Le Premier ministre de Nouvelle-Zélande, Jim Bolger, a affirmé que la France avait fait un pied de nez à l'opinion mondiale et a exprimé un sentiment de profonde frustration. Son collègue australien, Paul Keating, a déploré ce deuxième essai français qui ne tient pas compte de l'indignation compréhensible de la communauté internationale.

Le syndicat australien des transports a annoncé un boycottage à partir de lundi minuit des avions d'Air France, à l'escale de Sydney. Le boycottage portera sur le ravitaillement en carburant et, peut-être, la manutention des bagages ou le remorquage des avions.

Le Premier ministre japonais Tomiichi Muryama a, de son côté, jugé ce tir extrêmement regrettable.

Les États-Unis ont également regretté ce deuxième tir et demandé à la France de s'abstenir de nouveaux tests.

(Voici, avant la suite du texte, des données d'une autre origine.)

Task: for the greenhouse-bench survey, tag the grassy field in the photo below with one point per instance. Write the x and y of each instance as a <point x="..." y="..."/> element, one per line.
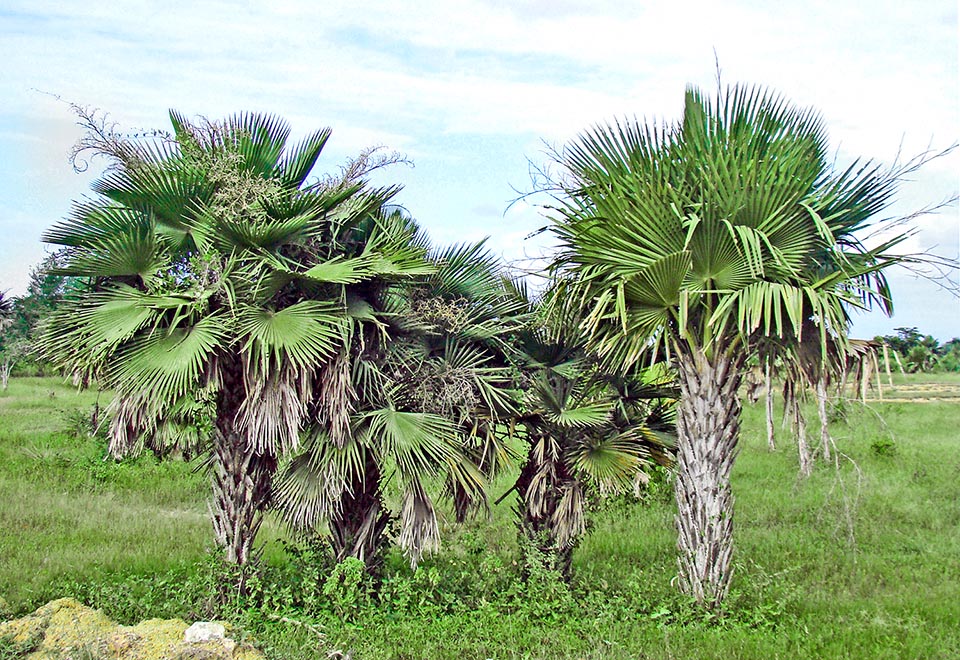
<point x="862" y="560"/>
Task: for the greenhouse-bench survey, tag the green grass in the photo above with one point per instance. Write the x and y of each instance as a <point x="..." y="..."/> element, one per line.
<point x="861" y="560"/>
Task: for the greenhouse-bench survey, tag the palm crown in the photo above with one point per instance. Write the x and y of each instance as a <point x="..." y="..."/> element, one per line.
<point x="702" y="238"/>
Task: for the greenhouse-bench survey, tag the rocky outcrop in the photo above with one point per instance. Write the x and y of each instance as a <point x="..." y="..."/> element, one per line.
<point x="66" y="630"/>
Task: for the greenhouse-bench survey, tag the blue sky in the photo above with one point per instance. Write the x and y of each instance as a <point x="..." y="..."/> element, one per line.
<point x="471" y="90"/>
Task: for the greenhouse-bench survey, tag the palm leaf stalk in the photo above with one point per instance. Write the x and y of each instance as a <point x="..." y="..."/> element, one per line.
<point x="693" y="240"/>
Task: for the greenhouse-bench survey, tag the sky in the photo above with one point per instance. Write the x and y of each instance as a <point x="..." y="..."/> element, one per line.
<point x="474" y="92"/>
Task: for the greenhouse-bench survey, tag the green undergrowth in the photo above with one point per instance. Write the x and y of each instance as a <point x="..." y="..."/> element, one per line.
<point x="861" y="560"/>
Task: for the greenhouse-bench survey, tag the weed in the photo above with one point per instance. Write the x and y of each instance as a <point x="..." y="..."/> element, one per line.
<point x="884" y="447"/>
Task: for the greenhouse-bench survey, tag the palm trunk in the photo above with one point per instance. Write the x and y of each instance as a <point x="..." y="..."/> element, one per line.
<point x="241" y="492"/>
<point x="803" y="449"/>
<point x="768" y="377"/>
<point x="539" y="489"/>
<point x="242" y="479"/>
<point x="358" y="529"/>
<point x="708" y="426"/>
<point x="825" y="439"/>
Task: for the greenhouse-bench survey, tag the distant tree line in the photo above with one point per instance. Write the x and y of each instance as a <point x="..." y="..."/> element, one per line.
<point x="923" y="353"/>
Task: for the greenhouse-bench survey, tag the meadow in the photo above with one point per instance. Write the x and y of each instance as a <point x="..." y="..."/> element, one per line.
<point x="861" y="560"/>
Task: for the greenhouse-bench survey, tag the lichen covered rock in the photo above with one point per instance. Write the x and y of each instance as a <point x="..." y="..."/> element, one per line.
<point x="65" y="629"/>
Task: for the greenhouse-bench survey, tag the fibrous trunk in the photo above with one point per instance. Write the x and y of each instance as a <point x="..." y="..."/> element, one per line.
<point x="358" y="528"/>
<point x="241" y="491"/>
<point x="540" y="488"/>
<point x="769" y="401"/>
<point x="708" y="426"/>
<point x="825" y="439"/>
<point x="242" y="478"/>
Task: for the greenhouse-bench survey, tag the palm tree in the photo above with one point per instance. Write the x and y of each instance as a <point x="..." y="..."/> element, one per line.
<point x="214" y="297"/>
<point x="423" y="393"/>
<point x="588" y="430"/>
<point x="695" y="240"/>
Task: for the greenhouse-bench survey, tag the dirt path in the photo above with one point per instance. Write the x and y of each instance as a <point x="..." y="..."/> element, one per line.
<point x="915" y="393"/>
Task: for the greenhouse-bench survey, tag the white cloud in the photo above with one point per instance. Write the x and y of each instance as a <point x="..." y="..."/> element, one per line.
<point x="424" y="77"/>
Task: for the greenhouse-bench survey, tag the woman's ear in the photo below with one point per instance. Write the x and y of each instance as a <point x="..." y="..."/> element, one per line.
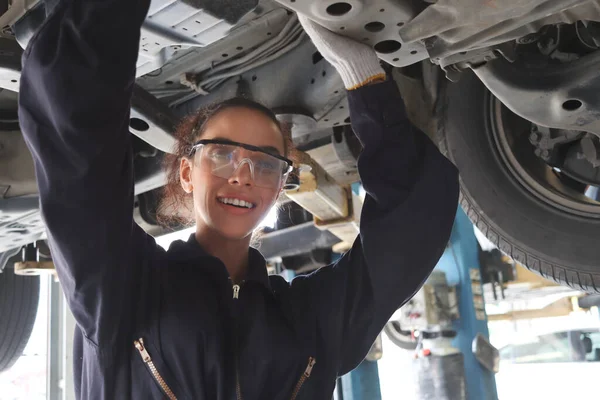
<point x="185" y="175"/>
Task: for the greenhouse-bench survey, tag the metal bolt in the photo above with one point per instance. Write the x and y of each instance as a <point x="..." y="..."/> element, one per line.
<point x="534" y="137"/>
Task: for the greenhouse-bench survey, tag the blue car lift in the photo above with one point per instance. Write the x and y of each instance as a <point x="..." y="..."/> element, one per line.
<point x="460" y="263"/>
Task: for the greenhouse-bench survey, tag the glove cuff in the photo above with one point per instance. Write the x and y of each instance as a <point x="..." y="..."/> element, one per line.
<point x="360" y="71"/>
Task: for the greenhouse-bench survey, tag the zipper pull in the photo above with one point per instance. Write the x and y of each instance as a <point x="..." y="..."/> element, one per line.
<point x="311" y="364"/>
<point x="139" y="344"/>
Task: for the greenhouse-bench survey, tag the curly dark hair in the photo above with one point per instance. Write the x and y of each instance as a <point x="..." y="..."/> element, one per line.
<point x="175" y="208"/>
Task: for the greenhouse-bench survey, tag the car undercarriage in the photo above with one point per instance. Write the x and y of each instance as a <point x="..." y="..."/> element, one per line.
<point x="506" y="88"/>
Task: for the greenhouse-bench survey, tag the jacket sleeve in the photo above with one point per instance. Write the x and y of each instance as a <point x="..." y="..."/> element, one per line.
<point x="75" y="92"/>
<point x="407" y="217"/>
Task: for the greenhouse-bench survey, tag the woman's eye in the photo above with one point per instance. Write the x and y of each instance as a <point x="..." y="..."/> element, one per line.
<point x="219" y="155"/>
<point x="269" y="166"/>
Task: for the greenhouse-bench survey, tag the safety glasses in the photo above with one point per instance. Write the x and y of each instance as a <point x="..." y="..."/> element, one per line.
<point x="223" y="157"/>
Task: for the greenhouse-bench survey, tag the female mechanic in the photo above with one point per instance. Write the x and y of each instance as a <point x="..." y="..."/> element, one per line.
<point x="203" y="320"/>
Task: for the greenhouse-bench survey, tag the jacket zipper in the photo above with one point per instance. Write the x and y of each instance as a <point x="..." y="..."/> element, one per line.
<point x="311" y="363"/>
<point x="139" y="344"/>
<point x="238" y="389"/>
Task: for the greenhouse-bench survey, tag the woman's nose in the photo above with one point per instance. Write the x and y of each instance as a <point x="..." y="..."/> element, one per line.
<point x="243" y="174"/>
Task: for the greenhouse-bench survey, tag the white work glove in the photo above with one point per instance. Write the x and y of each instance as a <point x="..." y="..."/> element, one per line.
<point x="357" y="63"/>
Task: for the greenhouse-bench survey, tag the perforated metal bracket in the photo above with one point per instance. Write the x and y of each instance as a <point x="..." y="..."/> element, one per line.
<point x="376" y="23"/>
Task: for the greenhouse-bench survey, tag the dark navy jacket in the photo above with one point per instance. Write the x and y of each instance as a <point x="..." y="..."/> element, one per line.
<point x="76" y="85"/>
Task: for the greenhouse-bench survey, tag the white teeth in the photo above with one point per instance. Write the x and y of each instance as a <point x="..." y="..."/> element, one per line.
<point x="236" y="202"/>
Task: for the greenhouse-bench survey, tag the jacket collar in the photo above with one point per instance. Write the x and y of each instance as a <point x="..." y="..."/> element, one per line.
<point x="257" y="266"/>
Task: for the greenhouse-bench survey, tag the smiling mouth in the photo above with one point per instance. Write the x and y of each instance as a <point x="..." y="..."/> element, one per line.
<point x="236" y="202"/>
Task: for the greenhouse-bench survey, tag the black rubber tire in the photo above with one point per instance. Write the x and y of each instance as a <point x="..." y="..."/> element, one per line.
<point x="551" y="242"/>
<point x="19" y="297"/>
<point x="401" y="340"/>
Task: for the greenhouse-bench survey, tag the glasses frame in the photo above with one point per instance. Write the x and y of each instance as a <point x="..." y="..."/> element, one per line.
<point x="202" y="142"/>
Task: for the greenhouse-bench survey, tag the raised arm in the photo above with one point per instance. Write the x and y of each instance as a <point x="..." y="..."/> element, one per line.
<point x="75" y="92"/>
<point x="412" y="197"/>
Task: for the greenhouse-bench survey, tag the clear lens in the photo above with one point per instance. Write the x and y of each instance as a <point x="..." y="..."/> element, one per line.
<point x="223" y="160"/>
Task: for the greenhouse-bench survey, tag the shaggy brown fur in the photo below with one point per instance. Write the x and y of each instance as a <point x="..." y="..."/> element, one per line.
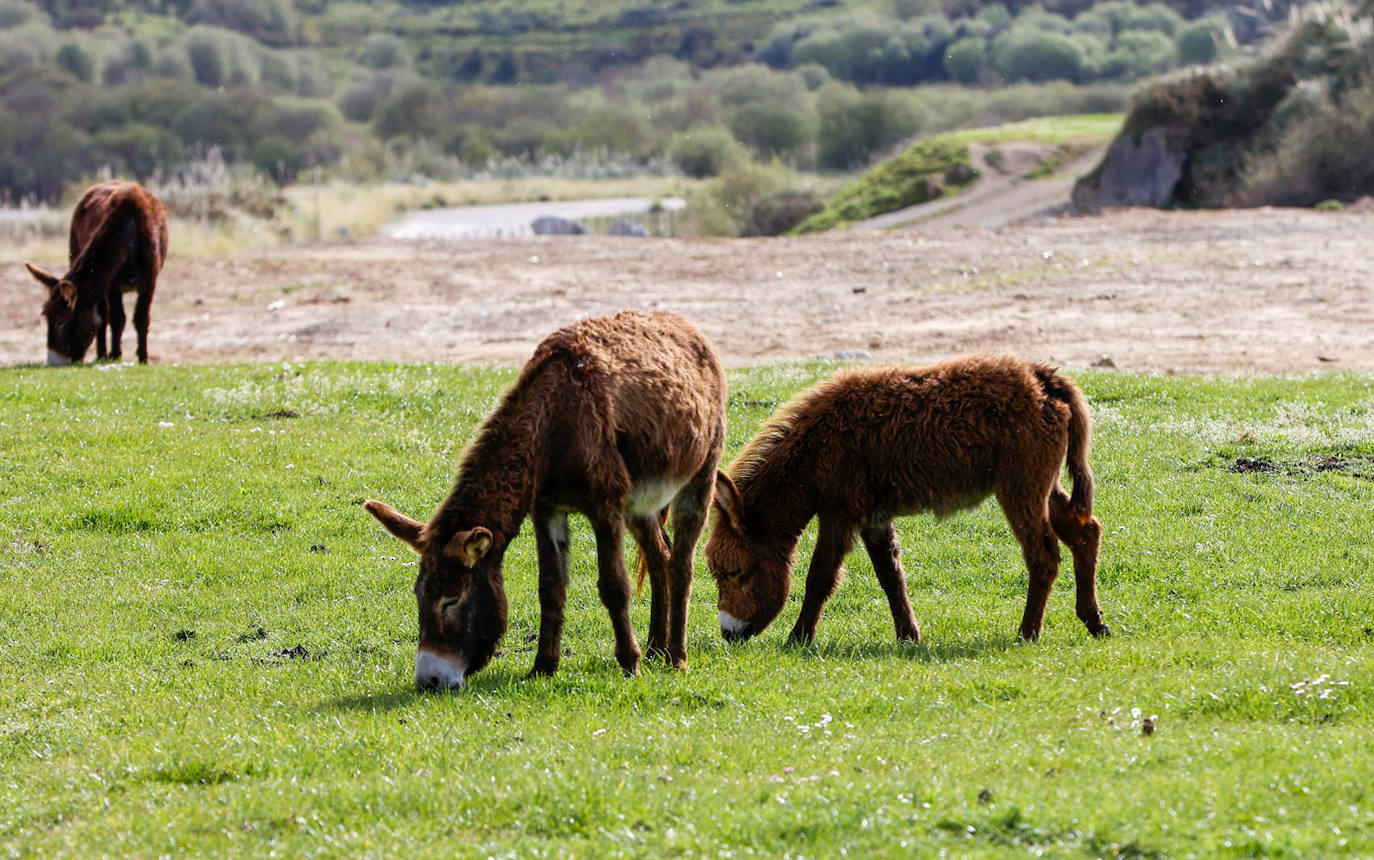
<point x="118" y="243"/>
<point x="881" y="443"/>
<point x="617" y="418"/>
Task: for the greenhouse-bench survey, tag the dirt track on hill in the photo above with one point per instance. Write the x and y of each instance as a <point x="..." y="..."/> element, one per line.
<point x="1252" y="290"/>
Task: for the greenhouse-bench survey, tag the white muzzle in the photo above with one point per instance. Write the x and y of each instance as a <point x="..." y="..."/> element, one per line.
<point x="731" y="625"/>
<point x="441" y="672"/>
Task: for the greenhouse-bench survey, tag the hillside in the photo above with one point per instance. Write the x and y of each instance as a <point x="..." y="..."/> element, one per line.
<point x="368" y="91"/>
<point x="1290" y="127"/>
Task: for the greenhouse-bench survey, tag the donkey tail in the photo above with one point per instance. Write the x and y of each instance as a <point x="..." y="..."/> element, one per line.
<point x="1080" y="436"/>
<point x="643" y="561"/>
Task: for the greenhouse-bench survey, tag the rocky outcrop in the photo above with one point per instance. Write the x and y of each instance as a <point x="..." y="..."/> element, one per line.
<point x="551" y="225"/>
<point x="1138" y="171"/>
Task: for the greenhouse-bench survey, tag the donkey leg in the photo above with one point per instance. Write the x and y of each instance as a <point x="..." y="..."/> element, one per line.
<point x="613" y="585"/>
<point x="885" y="551"/>
<point x="1083" y="536"/>
<point x="649" y="536"/>
<point x="102" y="320"/>
<point x="1040" y="550"/>
<point x="140" y="322"/>
<point x="116" y="307"/>
<point x="833" y="543"/>
<point x="689" y="510"/>
<point x="551" y="546"/>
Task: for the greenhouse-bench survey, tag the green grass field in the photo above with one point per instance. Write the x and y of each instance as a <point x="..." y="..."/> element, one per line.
<point x="208" y="646"/>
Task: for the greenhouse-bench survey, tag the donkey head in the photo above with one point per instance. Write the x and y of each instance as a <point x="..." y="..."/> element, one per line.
<point x="752" y="577"/>
<point x="72" y="324"/>
<point x="462" y="605"/>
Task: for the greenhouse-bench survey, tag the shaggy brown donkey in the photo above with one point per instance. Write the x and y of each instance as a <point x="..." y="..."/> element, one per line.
<point x="881" y="443"/>
<point x="614" y="418"/>
<point x="118" y="243"/>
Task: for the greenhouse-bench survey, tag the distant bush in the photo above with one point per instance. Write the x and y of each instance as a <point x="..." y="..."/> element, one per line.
<point x="385" y="51"/>
<point x="922" y="172"/>
<point x="268" y="21"/>
<point x="963" y="59"/>
<point x="14" y="13"/>
<point x="1025" y="54"/>
<point x="1143" y="52"/>
<point x="744" y="198"/>
<point x="772" y="215"/>
<point x="139" y="150"/>
<point x="362" y="98"/>
<point x="414" y="109"/>
<point x="771" y="128"/>
<point x="77" y="61"/>
<point x="1198" y="41"/>
<point x="705" y="151"/>
<point x="855" y="127"/>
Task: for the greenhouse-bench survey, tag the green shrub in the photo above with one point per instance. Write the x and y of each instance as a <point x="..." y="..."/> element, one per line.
<point x="206" y="59"/>
<point x="771" y="128"/>
<point x="922" y="172"/>
<point x="76" y="61"/>
<point x="1198" y="41"/>
<point x="278" y="158"/>
<point x="726" y="205"/>
<point x="858" y="125"/>
<point x="1024" y="54"/>
<point x="704" y="151"/>
<point x="1142" y="52"/>
<point x="268" y="21"/>
<point x="138" y="149"/>
<point x="414" y="109"/>
<point x="963" y="59"/>
<point x="385" y="51"/>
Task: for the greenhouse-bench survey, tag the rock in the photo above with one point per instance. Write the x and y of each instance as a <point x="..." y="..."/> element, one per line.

Nous continuons d'exhorter toutes les puissances nucléaires, y compris la France, à s'abstenir de mener d'autres tests nucléaires et de se joindre à un moratoire global sur les essais, a déclaré la Maison-Blanche.

Quant à Greenpeace, elle a dénoncé immédiatement l'essai comme un énorme affront pour les peuples du Pacifique.

Le deuxième tir nucléaire a pris la Polynésie française par surprise, et l'incrédulité était de mise dimanche à Papeete. La réaction la plus fréquente était le doute: Ce n'est pas possible, pas aujourd'hui. L'Église évangélique a estimé qu'il était très méprisant de la part des autorités d'avoir choisi le dimanche, un jour à part, pour réaliser ce deuxième essai nucléaire, et a lancé un appel au calme. (AFP.)